Danville seniors get to see their family — from a safe distance
COVID can’t rain on this parade
Lots of love was shared between Morning Pointe residents and their families Friday afternoon, even though they couldn’t give hugs and kisses because of COVID-19 pandemic restrictions.
At 2 p.m., an unusual parade of vehicles lined up as residents sat in comfy chairs outside in the warm sunshine, spaced at least six-feet apart, and anxiously waited with their signs they had made the day before, which were to let their families know they were doing OK.
At least 60 vehicles of families and friends slowly made their way around the drive, honking horns, waving, and yelling “Hi” and “I love you!”

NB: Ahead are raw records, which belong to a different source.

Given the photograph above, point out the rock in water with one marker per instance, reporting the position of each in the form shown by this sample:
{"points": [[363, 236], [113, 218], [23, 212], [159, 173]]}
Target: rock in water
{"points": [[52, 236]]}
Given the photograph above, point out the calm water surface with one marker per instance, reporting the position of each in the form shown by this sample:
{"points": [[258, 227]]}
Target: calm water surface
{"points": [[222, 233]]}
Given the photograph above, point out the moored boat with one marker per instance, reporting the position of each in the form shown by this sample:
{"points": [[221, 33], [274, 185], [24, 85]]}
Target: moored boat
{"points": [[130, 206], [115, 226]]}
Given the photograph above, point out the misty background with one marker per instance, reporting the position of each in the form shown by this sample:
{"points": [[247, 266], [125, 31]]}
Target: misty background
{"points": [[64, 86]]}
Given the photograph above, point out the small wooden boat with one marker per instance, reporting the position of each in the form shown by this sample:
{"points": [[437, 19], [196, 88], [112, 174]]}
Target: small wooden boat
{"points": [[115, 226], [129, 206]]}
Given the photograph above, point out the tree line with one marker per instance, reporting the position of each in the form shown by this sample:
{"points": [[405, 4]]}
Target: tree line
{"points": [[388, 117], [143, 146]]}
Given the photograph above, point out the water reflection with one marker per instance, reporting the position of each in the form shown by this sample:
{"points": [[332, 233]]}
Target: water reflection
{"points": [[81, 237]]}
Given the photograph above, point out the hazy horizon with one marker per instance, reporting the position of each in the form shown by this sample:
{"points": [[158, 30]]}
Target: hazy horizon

Some brought their own homemade signs and even pets to brighten up the day for the senior residents. Even passing vehicles on the nearby highway saw the colorful scene and honked horns too.
“Mama, I love you!” said one man as he drove by wiping tears from his eyes.
Many families held out their phones and recorded the scene when they saw their loved ones. One son surprised Paulie Hanks by driving from West Virginia with his family just to catch a glimpse of his mother. After they had passed, Hanks kept saying she couldn’t believe they were there.
Tabitha Teague, community relations director at Morning Pointe, said the residents were so excited about the parade.
“It’s an emotional time for our families and residents,” she said.
The parade was fun and lifted everyone’s spirits, she said. Plus, “It was an opportunity to get a visual and actually see that Mom’s OK.”